Occupy Wall Street Movement Lacks Solutions

Impact

The Occupy Wall Street protests have been dominating the news, and for good reason. Given the state of our economy, our out-of-control spending, and the bailouts for the rich, it makes sense that many would be frustrated with how well Wall Street is doing. Although the bulk of the protesters identify the problems correctly, their solutions and methods leave a lot to be desired.

For example, OccupyWallStreet.org recently put out a list of “demands.” The 13 demands tend to be issues associated with and supported by the progressive left — free education, infrastructure spending, a $20 minimum wage, universal health care, a ban on fossil fuels, free immigration, and taxes on imports to counter the supposed harmful effects of “free trade.”

These “demands” do not represent all of the protesters, of course, but judging from some of their rhetoric, many are sympathetic. These ideas would not only be economically disastrous, but would require an iron-fisted agency to enforce these massive restrictions on liberty identical to the government we have now.

That is because the enabler of the things the movement is against (corporate power, vast concentrations of wealth, and corruption) cannot be categorized in an abstraction like “greed.” Rather they are the product of large, centralized government intervening in the economy. This creates a corporatist environment where corporations grow very large through lobbying, bypass government regulations that bankrupt their smaller competitors, and have their losses socialized by the taxpayer and by their government-granted “personhood.”

What the protesters lack is a coherent and viable alternative to the status quo. They fail to realize that you can’t pick or choose which liberties are to be permitted in society. Civil and economic liberties are two sides of the same coin. When you deny property rights — as nearly every one of their solutions proposes to do — you strangle the prosperity and peaceful cooperation of the free market.

Whatever one’s sympathies to the protesters are, you cannot blame the problems they highlight on capitalism. Free market capitalism is a system of voluntary exchange, private property, free entry, and a sound currency in which no one has the right to initiate force on anyone else. 

The protesters (rightly) dislike crony capitalism, but it is the "crony," not the "capitalism," that we need less of. Without the collusion of the federal government and its printing presses, companies would only succeed by providing services in the free market.

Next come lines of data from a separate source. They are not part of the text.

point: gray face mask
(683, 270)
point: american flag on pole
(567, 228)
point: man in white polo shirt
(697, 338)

And unlike the security of annual government contracts, being on top is not a guarantee of wealth or power; the free market is a great regulator. Even with the odds stacked against small businesses, the Fortune 500 never looks the same every year.

Many of the protesters have been camped out for weeks. While protesting “corporate greed” in a private park, they have been relying on water bottles, smart phones, cameras, air mattresses, tents, and the clothes on their back — the very products of the capitalism they misunderstand and demonize.

This is not to lump all the protesters into one group. There are many who have the right idea —such as the Occupy Kansas City protesters calling attention to the Federal Reserve and our disastrous monetary policy.

Instead of large, misinformed public protests like Occupy Wall Street, I prefer the Icelandic crowd that pelted their entire parliament with eggs or how our American ancestors used to tar-and-feather tax collectors; they understood that the root of most problems come from government intervention. I may sympathize with the “Occupy Wall Street” protesters, but not when their solution calls for a leftish version of the corporate state. Besides, I don’t want to “occupy” anything; that’s what governments do.